It rained heavily in the night with a persistent southerly wind. We had berthed on the windward side on the Gigha pontoon so we had creaking and groaning noises all night including flapping from the main halyard that we’d forgotten to re-position.
After a lazy start, welcome wake-up showers and a relaxed coffee and bacon butties at the Boathouse, we hired bicycles from the shop/garage/post office at the top of the hill and set off for Ardminish House Gardens.
Ardminish House Gardens
The vast expanse of mostly wooded gardens was overgrown and unkempt, but rather wild and wonderful. We enjoyed a long meandering walk through the gardens, circumnavigating the large house (which is for sale). Ros was looking for ideas for replanting borders in the even more unkempt gardens of our family home in Branscombe. We had read that we could buy ice cream at the house, which we couldn’t quite believe as we had seen no one around. But yes, delicious ice cream, made on the island, was for sale and we sat for a while enjoying our ice creams and imagining what it might be like to live on Gigha.
Ardminish House for sale
While Ros returned to Milo for a read, Ian cycled to Twin Beaches on the north western side of the island. The island is about 9-mile-long north to south and a mile and a half wide. The beauty of Twin Beaches was not just the lovely sandy beaches but the potential anchorages both north and south offered for any wind conditions. To get to the beaches by foot or by bike was tricky as there had been heavy rain overnight and there were muddy flooded sections of the footpath. Ian had to abandon the bike at one point in the heather and do the final bit on foot and enjoyed a secluded wild swim in the rain in turquoise waters with one yacht moored in the northern bay.

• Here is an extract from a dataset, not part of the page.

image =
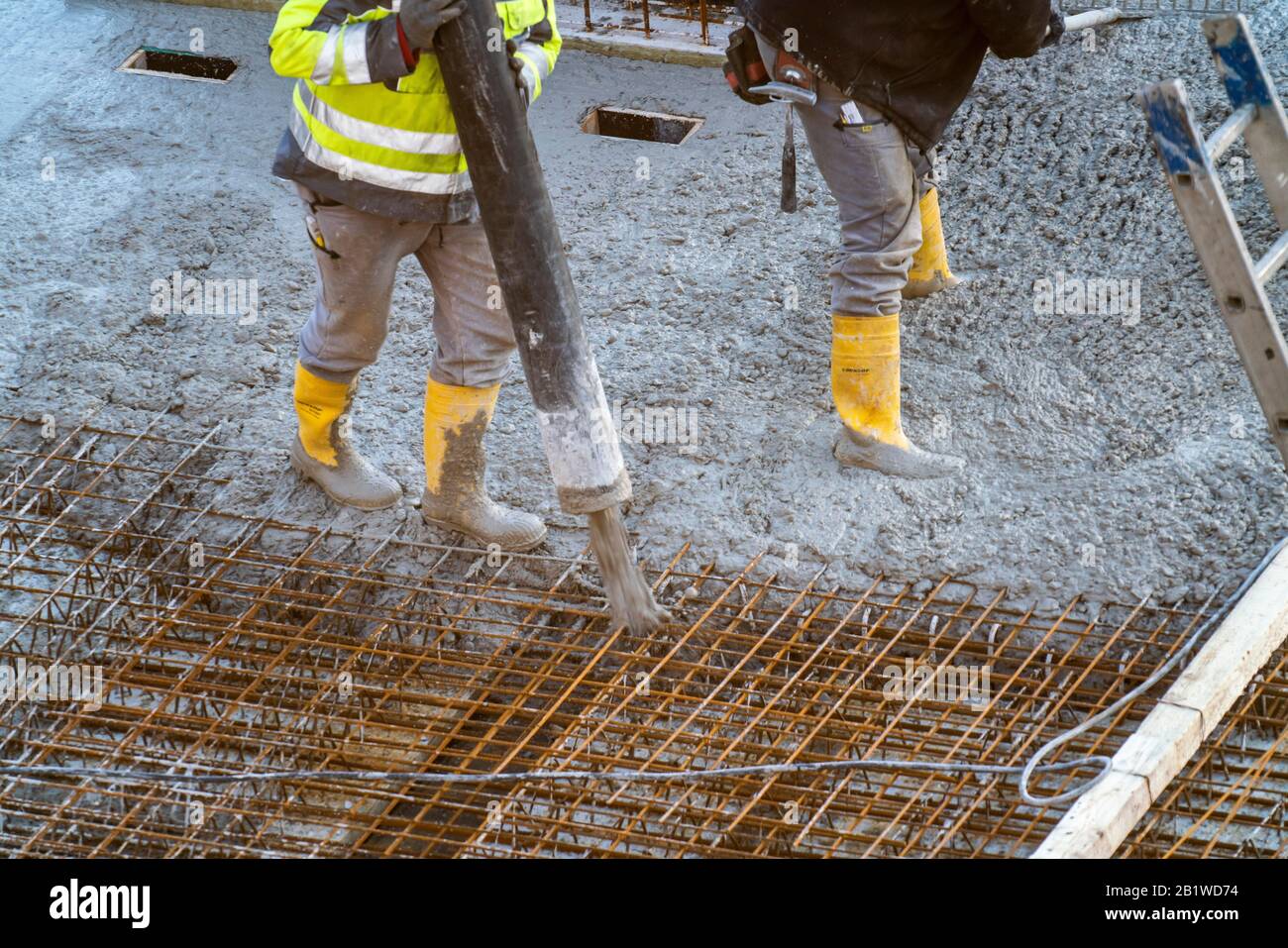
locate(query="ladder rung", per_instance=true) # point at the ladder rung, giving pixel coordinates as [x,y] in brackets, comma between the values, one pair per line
[1275,258]
[1231,129]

Twin Beaches – the one on the right faces north
The next morning before bacon butties (again) at the Boathouse, Ian had determined to fill up with water and fuel. This involved getting out the green folding luggage wheelie that he had bought over from the States more than thirty years ago and had hardly ever used until today. Two trips to the butler’s sinks at the back of the restaurant to collect 2×25 litres of water for the fresh water tank. Two trips up the hill to the garage to collect 25 litres of red diesel (1x15L + 2x5L). Enough to get by with until we reach Crinan.
Arran with his catch
Met Arran and Carra again – we’d chatted the day before. They were on holiday nearby and were living a “Swallows and Amazons” type existence sailing, exploring and fishing. Today Arran had been out fishing and had caught several mackerel. He offered us some for our evening meal. Then he said that he had a smoker and would smoke them and bring some back to us if we were still here later that day. Unfortunately, we left on the noon tide with a following wind to motor sail to the Fairy Islands. There were already two yachts moored in our planned secluded anchorage, but being a bilge keel boat we could sneak into the corner in shallow water nearer the shore. It was extremely sheltered, quiet and the peace was only disturbed by the occasional grunt from the seals on the rocks nearby.
Anchored in the Fairy Islands with the seal rocks in the distance
Next day we had a very relaxed morning, left alone in the bay. We had swims off the boat and the water felt warm enough to swim around it. We later took the tender to explore the islands to the north. We passed another seal rock where the seals were of two minds whether to wobble off their rocks or not. In the end, all bar one stayed to watch us go by. We found a forestry track and had a short walk, passing signs of ancient harbours for logging boats to pull in.
More seals on the rocks nearby
Returning to the boat we then raised anchor and motored round to Tayvallich, picked up their inner visitor’s mooring and took the tender in to shop and walk to the Tayvallich Inn, where we had a delightful seafood meal – their scallops were great.